Comment on attachment 392148 [details] Patch View in context: https://bugs.webkit.org/attachment.cgi?id=392148&action=review > LayoutTests/fast/table/insert-cell-invisible-parent.html:18 > +<table rules="none" codebase="a"> > +<tr id="row" codebase="a"> Are those attributes really needed here to repro this issue?

(In reply to zalan from comment #7) > Comment on attachment 392148 [details] > Patch > > View in context: > https://bugs.webkit.org/attachment.cgi?id=392148&action=review > > > LayoutTests/fast/table/insert-cell-invisible-parent.html:18 > > +<table rules="none" codebase="a"> > > +<tr id="row" codebase="a"> > > Are those attributes really needed here to repro this issue? At least in my testing, I believe they were. I do try to remove any extraneous attributes.

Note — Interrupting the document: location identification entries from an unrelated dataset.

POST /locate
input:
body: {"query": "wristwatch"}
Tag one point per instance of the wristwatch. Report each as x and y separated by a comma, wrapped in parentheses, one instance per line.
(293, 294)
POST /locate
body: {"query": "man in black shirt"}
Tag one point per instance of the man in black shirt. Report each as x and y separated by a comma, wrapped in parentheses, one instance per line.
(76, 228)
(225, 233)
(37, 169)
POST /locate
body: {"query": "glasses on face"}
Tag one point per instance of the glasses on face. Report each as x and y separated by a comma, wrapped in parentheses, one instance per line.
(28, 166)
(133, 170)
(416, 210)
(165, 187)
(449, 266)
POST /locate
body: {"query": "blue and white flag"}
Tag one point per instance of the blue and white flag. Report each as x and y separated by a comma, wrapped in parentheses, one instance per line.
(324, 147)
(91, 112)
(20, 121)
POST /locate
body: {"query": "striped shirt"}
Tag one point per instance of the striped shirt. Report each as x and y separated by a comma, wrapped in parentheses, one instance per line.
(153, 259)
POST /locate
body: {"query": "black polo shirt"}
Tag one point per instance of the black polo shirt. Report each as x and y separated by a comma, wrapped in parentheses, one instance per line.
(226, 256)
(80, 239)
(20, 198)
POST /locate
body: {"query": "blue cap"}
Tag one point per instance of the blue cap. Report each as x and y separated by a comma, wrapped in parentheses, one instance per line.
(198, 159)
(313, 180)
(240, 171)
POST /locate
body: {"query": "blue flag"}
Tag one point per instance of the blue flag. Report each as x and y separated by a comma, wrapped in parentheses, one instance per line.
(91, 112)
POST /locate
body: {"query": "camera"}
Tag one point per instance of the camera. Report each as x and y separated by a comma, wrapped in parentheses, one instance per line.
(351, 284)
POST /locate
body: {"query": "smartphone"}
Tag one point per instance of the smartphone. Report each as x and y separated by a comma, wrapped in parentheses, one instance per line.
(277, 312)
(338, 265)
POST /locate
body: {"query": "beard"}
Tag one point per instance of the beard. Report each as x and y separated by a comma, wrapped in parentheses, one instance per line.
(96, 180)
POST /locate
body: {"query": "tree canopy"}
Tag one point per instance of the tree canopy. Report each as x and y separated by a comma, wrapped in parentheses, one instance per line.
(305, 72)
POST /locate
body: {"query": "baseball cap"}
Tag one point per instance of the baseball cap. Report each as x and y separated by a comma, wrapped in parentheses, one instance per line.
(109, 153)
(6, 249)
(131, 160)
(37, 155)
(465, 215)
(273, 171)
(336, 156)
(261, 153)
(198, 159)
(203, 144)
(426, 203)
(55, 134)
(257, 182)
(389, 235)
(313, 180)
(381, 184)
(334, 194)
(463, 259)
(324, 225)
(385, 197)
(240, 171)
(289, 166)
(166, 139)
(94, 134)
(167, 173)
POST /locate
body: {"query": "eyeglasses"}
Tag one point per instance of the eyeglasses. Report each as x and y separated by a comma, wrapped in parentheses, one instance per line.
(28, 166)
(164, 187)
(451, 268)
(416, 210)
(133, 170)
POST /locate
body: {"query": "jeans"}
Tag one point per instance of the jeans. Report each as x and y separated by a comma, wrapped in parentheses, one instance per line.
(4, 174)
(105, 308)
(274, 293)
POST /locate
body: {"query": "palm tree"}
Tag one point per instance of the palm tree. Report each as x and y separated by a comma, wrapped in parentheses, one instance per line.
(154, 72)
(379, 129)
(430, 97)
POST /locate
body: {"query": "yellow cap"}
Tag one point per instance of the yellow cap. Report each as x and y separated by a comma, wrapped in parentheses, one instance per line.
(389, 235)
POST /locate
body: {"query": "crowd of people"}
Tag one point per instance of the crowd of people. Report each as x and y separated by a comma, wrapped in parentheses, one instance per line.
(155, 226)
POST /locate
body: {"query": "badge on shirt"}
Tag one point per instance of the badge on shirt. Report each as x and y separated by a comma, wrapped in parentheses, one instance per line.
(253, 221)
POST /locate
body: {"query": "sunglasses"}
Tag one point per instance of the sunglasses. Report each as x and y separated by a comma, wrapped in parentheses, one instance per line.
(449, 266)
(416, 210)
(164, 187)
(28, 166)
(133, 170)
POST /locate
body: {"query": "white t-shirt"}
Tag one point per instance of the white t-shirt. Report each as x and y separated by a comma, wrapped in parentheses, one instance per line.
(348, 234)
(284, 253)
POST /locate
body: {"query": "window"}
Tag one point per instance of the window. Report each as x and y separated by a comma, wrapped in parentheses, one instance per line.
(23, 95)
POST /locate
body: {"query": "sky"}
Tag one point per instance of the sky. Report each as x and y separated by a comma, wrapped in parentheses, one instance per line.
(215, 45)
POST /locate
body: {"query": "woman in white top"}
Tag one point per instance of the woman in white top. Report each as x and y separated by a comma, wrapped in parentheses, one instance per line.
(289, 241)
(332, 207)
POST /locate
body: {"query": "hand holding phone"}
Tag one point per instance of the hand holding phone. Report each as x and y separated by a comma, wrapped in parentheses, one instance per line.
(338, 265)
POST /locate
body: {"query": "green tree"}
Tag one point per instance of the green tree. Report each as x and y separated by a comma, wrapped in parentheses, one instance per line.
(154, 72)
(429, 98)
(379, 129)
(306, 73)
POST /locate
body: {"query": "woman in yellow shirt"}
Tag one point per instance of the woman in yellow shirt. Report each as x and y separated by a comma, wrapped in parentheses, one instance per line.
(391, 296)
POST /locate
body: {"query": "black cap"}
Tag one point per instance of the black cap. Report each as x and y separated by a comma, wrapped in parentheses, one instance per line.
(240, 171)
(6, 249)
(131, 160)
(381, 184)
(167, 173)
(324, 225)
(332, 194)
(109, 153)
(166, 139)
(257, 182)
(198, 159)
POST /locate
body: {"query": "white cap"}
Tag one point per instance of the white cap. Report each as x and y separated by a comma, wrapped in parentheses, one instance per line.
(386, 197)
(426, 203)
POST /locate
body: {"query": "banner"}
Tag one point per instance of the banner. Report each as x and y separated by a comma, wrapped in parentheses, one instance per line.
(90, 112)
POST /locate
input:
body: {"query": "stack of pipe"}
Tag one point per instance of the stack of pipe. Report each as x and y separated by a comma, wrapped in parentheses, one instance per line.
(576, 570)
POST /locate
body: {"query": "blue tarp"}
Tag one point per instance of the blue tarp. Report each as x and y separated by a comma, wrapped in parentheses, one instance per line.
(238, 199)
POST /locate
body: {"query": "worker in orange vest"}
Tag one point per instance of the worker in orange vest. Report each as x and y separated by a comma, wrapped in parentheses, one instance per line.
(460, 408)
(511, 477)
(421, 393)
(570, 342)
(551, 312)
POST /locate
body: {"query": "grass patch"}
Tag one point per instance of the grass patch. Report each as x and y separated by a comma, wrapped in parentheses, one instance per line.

(In reply to Doug Kelly from comment #8) > (In reply to zalan from comment #7) > > Comment on attachment 392148 [details] > > Patch > > > > View in context: > > https://bugs.webkit.org/attachment.cgi?id=392148&action=review > > > > > LayoutTests/fast/table/insert-cell-invisible-parent.html:18 > > > +<table rules="none" codebase="a"> > > > +<tr id="row" codebase="a"> > > > > Are those attributes really needed here to repro this issue? > > At least in my testing, I believe they were. I do try to remove any > extraneous attributes. I can make ASan r257361 crash without the codebase attributes.

Created attachment 392150 [details] Patch

(In reply to zalan from comment #9) > (In reply to Doug Kelly from comment #8) > > (In reply to zalan from comment #7) > > > Comment on attachment 392148 [details] > > > Patch > > > > > > View in context: > > > https://bugs.webkit.org/attachment.cgi?id=392148&action=review > > > > > > > LayoutTests/fast/table/insert-cell-invisible-parent.html:18 > > > > +<table rules="none" codebase="a"> > > > > +<tr id="row" codebase="a"> > > > > > > Are those attributes really needed here to repro this issue? > > > > At least in my testing, I believe they were. I do try to remove any > > extraneous attributes. > I can make ASan r257361 crash without the codebase attributes. Yep, I stand corrected. I just tested it again myself and confirmed these weren't actually needed.

Created attachment 392151 [details] Patch

Comment on attachment 392151 [details] Patch Clearing flags on attachment: 392151 Committed r257720: <https://trac.webkit.org/changeset/257720>

All reviewed patches have been landed. Closing bug.